O veneno e o antídoto

por Daniel Toledo

Orlando @Guto Muniz

Foi somente em meados do século XVIII, conforme destaca a antropóloga, escritora e educadora surinamesa Gloria Wekker, que a dita Europa Ocidental, capitaneada pela ostensiva cultura vitoriana e sua ampla influência sobre o sistema-mundo colonial, concebeu a diferença de gênero como um eficiente instrumento de perpetuação da lógica patriarcal necessária à expansão do capitalismo ultramarino. Como um conceito, nos lembra Gloria, a ideia de gênero não existia entre muitos povos negros e indígenas: até a colonização, o mundo não-europeu experimentava entendimentos mais fluidos e múltiplos sobre a existência humana. Após a invasão de Abya Yala, entretanto, a não-existência do gênero conduziu à categorização dos povos colonizados como animalescos e não-humanos.

Visando problematizar binarismos sempre redutores, assim como evidenciar indefinições, inadequações e imprecisões de gênero que, conscientemente ou não, pairam sobre cada um de nós, a obra ORLANDO, realizada pela artista suíça Julie Beauvais e pelo francês Horace Lundd, apresenta como referência central o livro homônimo da escritora inglesa Virginia Woolf. Reunindo performers de diferentes origens, dentre os quais uma argentina, um brasileiro e uma congolesa, o trabalho se apresenta, portanto, como possível antídoto a um pernicioso veneno disseminado mundo afora pela ação colonial cujas origens remontam ao mesmo continente que agora vem nos “iluminar”.

Ao entrarmos no teatro, acessamos o palco e não o espaço geralmente destinado à plateia. Ali nos deparamos com uma grande videoinstalação imersiva constituída por uma estrutura heptagonal em que filmes de curta duração se alternam em cada uma das sete telas. Cada filme destaca um personagem diferente, situado em paisagens distintas, mas igualmente esvaziadas, a partir de um enquadramento que se repete e coloca em destaque o corpo humano. É como se estivéssemos diante de espantalhos ao contrário, à medida em que tais corpos, posicionados sempre de frente para a câmera, com braços livres e pés fincados no chão, convocam sem trégua o olhar ativo e atento daqueles que os observam.

Filmadas sempre no alvorecer do dia, as imagens trazem corpos à frente de variadas paisagens naturais e urbanas, frequentemente afetadas por fios e rajadas de vento que parecem querer movê-los, torná-los fluidos, quem sabe transformá-los. Testemunhamos, além dos corpos, ondas que vêm e vão, nuvens que continuamente se movem, plantas que se agitam com o vento, pássaros que vez ou outra atravessam o céu. Por que não se moveriam, então, também os corpos humanos que vemos dentro e fora das telas? Quais seriam os efeitos desses movimentos internos e externos sobre a percepção que temos a partir de cada um dos corpos ali posicionados para nos espantar? Haverá de fato algum espanto pelas bandas de cá?

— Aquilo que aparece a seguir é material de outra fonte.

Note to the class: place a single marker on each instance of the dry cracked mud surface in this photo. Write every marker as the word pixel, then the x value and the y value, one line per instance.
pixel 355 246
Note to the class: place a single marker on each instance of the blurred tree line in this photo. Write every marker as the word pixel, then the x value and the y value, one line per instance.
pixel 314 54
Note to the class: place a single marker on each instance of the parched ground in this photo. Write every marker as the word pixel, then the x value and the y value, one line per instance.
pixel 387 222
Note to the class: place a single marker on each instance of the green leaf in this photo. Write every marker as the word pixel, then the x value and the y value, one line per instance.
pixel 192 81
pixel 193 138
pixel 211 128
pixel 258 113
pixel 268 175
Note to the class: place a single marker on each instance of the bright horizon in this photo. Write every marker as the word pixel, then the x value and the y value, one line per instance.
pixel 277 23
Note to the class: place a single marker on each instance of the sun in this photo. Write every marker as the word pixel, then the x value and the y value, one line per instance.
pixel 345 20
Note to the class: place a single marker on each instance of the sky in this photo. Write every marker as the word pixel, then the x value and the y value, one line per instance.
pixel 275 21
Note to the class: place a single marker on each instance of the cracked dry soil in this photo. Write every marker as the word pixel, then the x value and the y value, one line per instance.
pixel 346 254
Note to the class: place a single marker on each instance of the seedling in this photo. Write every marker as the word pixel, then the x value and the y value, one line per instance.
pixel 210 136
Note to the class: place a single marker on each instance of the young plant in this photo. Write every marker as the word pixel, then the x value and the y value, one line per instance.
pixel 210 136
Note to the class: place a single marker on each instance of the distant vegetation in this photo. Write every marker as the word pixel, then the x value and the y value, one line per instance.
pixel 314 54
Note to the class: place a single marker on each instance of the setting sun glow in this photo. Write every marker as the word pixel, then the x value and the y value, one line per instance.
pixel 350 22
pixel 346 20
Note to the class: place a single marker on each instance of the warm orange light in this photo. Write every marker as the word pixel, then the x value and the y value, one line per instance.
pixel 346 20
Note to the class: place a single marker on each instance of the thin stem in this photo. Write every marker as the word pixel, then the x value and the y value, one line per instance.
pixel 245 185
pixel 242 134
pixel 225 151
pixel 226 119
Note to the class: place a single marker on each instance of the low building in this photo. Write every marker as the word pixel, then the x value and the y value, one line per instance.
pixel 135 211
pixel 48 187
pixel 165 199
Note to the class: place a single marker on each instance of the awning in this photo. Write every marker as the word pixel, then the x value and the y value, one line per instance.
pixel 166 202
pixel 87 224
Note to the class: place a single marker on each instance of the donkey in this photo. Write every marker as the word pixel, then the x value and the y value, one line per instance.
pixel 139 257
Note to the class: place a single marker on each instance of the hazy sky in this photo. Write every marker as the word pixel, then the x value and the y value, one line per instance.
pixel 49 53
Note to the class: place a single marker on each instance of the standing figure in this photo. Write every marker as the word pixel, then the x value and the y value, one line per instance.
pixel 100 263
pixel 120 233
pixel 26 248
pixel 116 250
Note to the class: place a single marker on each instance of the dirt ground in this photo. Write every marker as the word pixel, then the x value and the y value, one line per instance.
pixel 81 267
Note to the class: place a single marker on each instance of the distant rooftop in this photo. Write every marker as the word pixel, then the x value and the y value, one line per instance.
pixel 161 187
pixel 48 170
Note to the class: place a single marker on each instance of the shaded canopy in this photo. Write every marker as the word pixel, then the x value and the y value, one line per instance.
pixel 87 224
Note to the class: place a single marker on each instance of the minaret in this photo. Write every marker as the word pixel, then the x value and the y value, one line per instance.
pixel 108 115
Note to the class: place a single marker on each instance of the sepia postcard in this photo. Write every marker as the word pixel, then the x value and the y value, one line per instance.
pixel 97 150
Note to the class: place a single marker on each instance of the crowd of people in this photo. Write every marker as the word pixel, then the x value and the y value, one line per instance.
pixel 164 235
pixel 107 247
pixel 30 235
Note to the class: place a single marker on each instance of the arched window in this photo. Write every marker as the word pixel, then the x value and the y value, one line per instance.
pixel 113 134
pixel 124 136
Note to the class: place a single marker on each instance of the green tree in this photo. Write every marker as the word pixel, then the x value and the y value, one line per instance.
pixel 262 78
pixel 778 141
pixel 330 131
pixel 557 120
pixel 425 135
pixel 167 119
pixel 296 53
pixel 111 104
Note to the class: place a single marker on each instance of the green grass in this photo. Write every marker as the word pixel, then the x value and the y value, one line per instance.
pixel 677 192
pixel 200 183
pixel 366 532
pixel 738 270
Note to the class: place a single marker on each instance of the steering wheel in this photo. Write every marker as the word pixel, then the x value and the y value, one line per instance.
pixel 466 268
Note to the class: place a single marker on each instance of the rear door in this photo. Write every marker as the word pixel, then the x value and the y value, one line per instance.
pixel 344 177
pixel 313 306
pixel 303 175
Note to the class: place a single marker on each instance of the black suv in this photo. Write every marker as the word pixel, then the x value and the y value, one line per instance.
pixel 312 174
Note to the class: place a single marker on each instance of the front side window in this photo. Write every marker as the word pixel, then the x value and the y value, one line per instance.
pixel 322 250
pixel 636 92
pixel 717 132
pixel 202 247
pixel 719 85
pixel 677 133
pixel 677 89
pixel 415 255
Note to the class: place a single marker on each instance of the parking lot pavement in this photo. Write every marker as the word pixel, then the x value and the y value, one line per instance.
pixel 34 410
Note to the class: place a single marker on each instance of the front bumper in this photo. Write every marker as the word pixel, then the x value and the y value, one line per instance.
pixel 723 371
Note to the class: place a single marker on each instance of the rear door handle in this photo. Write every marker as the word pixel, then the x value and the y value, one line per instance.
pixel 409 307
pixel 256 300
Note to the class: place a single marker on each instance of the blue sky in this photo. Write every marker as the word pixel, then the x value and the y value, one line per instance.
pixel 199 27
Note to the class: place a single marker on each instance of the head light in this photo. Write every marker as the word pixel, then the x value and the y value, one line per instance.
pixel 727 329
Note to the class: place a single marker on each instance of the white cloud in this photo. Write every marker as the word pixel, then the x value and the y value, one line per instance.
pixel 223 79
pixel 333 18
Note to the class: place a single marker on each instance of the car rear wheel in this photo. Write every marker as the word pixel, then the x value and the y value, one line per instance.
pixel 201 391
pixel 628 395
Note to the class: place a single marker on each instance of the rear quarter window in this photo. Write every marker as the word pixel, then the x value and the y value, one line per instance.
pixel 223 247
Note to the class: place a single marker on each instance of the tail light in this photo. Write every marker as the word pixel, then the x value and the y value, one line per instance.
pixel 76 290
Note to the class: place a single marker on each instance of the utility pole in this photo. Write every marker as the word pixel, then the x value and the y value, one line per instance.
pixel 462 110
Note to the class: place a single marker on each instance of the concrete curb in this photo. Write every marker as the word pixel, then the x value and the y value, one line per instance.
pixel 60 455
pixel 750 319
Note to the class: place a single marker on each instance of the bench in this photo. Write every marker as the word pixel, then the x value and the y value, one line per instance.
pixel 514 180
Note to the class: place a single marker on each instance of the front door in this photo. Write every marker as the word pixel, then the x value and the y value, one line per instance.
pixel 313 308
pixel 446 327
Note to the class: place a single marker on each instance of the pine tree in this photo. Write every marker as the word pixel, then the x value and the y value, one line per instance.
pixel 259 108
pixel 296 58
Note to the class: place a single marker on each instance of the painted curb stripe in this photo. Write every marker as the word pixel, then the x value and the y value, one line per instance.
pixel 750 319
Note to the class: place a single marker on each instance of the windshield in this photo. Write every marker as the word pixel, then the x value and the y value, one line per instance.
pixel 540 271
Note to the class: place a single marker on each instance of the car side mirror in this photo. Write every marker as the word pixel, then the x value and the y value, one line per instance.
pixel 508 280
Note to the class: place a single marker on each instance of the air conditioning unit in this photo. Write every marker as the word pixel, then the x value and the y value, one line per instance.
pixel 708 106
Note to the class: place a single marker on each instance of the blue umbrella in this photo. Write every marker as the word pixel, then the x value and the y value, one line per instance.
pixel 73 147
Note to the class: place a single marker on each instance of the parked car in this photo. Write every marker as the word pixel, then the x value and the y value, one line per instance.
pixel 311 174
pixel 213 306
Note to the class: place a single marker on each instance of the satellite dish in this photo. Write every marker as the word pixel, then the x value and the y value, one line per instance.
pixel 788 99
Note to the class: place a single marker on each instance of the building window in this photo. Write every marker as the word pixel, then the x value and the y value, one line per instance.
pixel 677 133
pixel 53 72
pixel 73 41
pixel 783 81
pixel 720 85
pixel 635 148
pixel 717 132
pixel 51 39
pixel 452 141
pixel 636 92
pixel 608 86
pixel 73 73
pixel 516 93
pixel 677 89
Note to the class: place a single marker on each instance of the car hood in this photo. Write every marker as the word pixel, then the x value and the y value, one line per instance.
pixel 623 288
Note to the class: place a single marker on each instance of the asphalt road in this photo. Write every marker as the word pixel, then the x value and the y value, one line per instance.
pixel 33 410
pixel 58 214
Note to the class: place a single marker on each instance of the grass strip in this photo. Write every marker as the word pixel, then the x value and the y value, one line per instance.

Para além dos pés enraizados, das mãos e braços abertos ao espaço, podemos perceber que os corpos nas telas têm os olhos fechados, como se olhassem para dentro e recusassem o nosso olhar. Enquanto mergulham em si, experimentam movimentos lentos: mãos que se abrem, braços que se movem, rostos que giram, queixos que se pronunciam. São corpos em expansão e contração, em relaxamento e tensão. São rostos que se modificam a partir do ângulo que desenham em relação à câmera, braços que por vezes escondem os rostos, revelando certa indefinição que profundamente permeia, em maior ou menor medida, de modos mais ou menos visíveis, as aparências e profundezas de cada um deles – e também, a quem interessar possa, de cada um de nós.